A link between lipid metabolism and epithelial-mesenchymal transition provides a target for colon cancer therapy.

// Ruth Sanchez-Martinez 1 , Silvia Cruz-Gil 1, * , Marta Gomez de Cedron 1, * , Monica Alvarez-Fernandez 2 , Teodoro Vargas 1 , Susana Molina 1 , Belen Garcia 1 , Jesus Herranz 3 , Juan Moreno-Rubio 4, 5 , Guillermo Reglero 1 , Mirna Perez-Moreno 6 , Jaime Feliu 4 , Marcos Malumbres 2 , Ana Ramirez de Molina 1 1 Molecular Oncology and Nutritional Genomics of Cancer Group, IMDEA Food Institute, CEI UAM + CSIC, Madrid, Spain 2 Cell Division and Cancer Group, Spanish National Cancer Research Centre (CNIO), Madrid, Spain 3 Biostatistics Unit, IMDEA Food Institute, CEI UAM+CSIC, Madrid, Spain 4 Medical Oncology, La Paz University Hospital (IdiPAZ-UAM), Madrid, Spain 5 Precision Oncology Laboratory (POL), Infanta Sofia University Hospital, Madrid, Spain 6 Epithelial Cell Biology Group, Spanish National Cancer Research Centre (CNIO), Madrid, Spain * These authors have contributed equally to this work Correspondence to: Ana Ramirez de Molina, e-mail: ana.ramirez@imdea.org Keywords: colorectal cancer, lipid metabolism, acyl-CoA synthetases, stearoyl-CoA desaturase, epithelial-mesenchymal transition Received: June 08, 2015      Accepted: September 24, 2015      Published: October 05, 2015 ABSTRACT The alterations in carbohydrate metabolism that fuel tumor growth have been extensively studied.
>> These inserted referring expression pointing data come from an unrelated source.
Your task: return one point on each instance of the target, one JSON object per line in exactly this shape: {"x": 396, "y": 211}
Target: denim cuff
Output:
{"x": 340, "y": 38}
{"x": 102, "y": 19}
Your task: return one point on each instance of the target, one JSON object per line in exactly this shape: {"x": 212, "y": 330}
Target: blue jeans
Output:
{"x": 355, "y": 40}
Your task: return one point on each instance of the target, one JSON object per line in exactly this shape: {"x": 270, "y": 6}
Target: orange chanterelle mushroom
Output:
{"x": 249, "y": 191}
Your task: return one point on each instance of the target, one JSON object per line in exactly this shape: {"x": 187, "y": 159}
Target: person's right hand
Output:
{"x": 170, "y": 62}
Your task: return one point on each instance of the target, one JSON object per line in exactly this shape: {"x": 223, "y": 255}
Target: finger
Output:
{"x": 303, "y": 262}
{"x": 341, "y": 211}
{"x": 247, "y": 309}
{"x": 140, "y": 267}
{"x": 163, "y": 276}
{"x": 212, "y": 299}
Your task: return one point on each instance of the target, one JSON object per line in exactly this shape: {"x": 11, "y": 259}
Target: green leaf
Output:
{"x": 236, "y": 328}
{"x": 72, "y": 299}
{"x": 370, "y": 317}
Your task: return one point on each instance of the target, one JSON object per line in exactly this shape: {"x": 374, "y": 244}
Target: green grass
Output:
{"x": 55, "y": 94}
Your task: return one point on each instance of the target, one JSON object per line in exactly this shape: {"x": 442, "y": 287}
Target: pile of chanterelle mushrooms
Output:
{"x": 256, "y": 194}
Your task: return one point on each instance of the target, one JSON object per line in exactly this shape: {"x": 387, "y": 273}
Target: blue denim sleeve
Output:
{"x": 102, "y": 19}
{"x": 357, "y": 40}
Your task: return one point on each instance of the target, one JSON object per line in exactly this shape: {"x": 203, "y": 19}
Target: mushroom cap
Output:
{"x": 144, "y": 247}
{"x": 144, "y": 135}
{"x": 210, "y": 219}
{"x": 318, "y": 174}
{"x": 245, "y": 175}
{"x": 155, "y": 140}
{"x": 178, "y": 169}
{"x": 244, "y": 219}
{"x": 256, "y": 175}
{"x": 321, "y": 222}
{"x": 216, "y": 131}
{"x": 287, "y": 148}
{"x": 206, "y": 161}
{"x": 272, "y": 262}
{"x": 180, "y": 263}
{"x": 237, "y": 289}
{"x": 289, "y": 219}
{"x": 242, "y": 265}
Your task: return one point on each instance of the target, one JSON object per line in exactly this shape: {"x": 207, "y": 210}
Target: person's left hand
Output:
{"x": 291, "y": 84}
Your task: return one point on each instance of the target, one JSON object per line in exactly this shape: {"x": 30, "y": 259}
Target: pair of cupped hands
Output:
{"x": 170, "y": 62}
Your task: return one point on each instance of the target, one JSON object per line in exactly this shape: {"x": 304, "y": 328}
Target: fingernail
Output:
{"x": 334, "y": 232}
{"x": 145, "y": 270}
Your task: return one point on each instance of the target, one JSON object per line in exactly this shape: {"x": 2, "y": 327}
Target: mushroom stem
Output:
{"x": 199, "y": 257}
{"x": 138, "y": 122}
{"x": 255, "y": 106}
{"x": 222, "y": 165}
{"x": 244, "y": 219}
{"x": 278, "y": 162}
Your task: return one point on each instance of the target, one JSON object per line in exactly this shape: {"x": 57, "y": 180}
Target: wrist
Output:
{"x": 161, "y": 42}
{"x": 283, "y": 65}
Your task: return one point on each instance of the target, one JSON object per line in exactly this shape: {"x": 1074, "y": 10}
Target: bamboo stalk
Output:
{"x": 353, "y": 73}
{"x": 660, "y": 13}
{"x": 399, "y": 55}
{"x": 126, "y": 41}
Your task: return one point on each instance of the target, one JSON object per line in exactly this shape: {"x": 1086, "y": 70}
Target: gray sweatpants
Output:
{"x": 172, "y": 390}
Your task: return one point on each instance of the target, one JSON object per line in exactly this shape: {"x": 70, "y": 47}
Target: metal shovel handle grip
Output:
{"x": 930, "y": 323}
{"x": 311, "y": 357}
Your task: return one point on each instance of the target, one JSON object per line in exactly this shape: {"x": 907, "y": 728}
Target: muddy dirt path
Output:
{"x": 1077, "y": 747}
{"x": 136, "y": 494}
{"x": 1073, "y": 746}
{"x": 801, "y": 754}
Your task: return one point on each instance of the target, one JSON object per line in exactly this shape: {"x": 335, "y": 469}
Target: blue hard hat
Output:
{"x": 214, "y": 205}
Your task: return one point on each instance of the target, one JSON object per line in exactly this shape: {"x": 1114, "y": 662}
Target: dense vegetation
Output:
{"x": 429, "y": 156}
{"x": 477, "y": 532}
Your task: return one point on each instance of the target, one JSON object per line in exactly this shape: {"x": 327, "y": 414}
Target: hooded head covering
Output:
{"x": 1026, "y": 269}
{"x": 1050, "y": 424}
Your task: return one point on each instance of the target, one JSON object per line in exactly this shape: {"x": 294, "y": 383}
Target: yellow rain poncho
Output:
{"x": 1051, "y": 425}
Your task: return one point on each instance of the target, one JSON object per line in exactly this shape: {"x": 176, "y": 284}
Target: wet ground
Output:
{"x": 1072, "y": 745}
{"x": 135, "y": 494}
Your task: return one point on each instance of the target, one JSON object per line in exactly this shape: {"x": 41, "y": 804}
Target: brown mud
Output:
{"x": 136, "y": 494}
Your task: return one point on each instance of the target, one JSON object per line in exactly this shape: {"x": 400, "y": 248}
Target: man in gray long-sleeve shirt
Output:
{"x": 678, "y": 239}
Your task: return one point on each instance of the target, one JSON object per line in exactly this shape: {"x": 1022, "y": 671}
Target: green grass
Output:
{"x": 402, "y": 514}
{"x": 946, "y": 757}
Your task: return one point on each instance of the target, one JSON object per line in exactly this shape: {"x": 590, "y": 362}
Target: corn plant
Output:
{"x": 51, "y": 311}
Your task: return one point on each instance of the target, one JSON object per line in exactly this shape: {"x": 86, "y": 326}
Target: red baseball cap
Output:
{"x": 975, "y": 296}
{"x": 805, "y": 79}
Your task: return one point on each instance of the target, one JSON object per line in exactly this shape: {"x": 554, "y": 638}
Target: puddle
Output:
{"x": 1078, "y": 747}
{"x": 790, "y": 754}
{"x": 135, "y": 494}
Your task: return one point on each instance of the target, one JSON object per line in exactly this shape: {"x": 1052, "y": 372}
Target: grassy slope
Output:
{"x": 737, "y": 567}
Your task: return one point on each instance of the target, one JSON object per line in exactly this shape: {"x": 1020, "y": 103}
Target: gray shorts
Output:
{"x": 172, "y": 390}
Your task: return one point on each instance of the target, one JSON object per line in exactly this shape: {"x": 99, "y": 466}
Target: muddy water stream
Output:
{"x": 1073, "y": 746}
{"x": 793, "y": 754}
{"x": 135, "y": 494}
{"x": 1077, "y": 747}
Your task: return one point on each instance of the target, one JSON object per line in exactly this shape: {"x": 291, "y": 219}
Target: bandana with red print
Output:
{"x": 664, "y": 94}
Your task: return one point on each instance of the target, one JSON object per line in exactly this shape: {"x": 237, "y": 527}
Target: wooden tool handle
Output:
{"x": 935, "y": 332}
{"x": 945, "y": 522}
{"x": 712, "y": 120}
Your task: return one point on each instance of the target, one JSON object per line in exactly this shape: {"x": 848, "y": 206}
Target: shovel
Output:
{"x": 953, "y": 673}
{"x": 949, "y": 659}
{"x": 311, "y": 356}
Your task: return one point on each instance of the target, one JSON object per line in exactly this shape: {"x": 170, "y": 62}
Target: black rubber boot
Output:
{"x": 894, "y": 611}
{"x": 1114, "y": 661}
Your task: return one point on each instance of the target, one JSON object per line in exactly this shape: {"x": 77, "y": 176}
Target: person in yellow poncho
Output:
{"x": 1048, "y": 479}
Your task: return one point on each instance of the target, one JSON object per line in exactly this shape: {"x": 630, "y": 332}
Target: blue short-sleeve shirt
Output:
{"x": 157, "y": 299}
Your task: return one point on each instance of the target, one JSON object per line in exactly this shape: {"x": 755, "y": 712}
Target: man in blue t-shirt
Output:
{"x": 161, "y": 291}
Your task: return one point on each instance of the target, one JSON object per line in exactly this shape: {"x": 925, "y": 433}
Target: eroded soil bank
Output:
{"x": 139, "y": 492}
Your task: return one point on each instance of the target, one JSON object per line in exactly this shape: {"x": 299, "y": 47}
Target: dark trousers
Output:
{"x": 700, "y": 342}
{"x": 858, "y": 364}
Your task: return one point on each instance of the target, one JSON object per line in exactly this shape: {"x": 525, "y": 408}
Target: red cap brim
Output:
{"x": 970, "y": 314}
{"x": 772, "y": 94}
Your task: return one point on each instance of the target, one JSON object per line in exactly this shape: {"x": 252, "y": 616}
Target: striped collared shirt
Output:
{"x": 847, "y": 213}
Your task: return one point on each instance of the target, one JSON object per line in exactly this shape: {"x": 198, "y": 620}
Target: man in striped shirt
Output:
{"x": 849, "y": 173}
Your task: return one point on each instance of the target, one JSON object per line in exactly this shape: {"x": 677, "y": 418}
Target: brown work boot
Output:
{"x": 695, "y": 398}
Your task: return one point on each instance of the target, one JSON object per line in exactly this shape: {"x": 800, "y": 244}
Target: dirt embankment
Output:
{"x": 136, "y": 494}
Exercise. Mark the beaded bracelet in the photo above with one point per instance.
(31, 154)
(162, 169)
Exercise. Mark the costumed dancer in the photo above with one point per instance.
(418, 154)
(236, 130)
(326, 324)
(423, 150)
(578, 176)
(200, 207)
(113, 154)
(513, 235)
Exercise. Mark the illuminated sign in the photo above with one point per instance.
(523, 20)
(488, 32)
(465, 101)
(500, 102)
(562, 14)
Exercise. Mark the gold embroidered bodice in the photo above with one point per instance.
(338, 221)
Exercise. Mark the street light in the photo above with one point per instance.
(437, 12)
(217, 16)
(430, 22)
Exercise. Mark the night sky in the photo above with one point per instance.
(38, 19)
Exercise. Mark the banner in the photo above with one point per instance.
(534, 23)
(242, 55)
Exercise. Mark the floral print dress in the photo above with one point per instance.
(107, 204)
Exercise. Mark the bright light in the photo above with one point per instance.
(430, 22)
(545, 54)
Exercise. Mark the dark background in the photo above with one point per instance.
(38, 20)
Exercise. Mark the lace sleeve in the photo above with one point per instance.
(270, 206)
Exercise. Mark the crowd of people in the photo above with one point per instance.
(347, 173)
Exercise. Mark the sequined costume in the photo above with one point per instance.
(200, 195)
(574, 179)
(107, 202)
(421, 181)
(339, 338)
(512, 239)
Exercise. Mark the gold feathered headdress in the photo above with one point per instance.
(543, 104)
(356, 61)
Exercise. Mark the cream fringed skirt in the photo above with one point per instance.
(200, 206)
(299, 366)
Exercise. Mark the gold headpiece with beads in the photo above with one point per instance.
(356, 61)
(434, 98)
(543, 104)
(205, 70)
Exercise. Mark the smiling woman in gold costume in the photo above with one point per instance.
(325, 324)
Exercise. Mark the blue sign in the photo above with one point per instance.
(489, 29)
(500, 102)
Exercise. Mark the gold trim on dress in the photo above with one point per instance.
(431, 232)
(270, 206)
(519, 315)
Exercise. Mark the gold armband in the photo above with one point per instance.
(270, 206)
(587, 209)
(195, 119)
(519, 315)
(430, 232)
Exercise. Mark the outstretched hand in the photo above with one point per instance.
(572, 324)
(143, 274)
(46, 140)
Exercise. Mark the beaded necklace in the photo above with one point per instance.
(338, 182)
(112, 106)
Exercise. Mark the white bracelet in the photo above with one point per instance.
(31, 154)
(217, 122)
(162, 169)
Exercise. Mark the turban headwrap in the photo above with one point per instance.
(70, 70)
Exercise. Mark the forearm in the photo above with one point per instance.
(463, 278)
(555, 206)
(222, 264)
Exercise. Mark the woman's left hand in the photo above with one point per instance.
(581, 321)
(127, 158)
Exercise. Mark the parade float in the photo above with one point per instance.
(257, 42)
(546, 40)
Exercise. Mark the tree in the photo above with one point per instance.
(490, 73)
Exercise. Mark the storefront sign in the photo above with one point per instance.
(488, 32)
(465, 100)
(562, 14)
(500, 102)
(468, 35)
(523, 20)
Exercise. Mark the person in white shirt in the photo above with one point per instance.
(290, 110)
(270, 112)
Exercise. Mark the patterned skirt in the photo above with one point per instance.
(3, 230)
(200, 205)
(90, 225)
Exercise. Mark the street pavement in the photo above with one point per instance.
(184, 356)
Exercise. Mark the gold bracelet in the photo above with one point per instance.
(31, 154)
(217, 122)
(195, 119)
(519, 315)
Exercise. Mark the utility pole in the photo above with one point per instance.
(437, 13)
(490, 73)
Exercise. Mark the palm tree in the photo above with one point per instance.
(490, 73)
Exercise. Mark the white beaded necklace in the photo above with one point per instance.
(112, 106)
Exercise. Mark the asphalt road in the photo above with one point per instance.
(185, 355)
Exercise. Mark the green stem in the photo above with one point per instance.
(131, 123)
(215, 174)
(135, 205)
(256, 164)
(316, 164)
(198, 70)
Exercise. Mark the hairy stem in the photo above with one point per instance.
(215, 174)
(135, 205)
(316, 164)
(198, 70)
However, other metabolic pathways involved in malignant progression, demand further understanding. Here we describe a metabolic acyl-CoA synthetase/stearoyl-CoA desaturase ACSL/SCD network causing an epithelial-mesenchymal transition (EMT) program that promotes migration and invasion of colon cancer cells. The mesenchymal phenotype produced upon overexpression of these enzymes is reverted through reactivation of AMPK signaling. Furthermore, this network expression correlates with poorer clinical outcome of stage-II colon cancer patients. Finally, combined treatment with chemical inhibitors of ACSL/SCD selectively decreases cancer cell viability without reducing normal cells viability. Thus, ACSL/SCD network stimulates colon cancer progression through conferring increased energetic capacity and invasive and migratory properties to cancer cells, and might represent a new therapeutic opportunity for colon cancer treatment.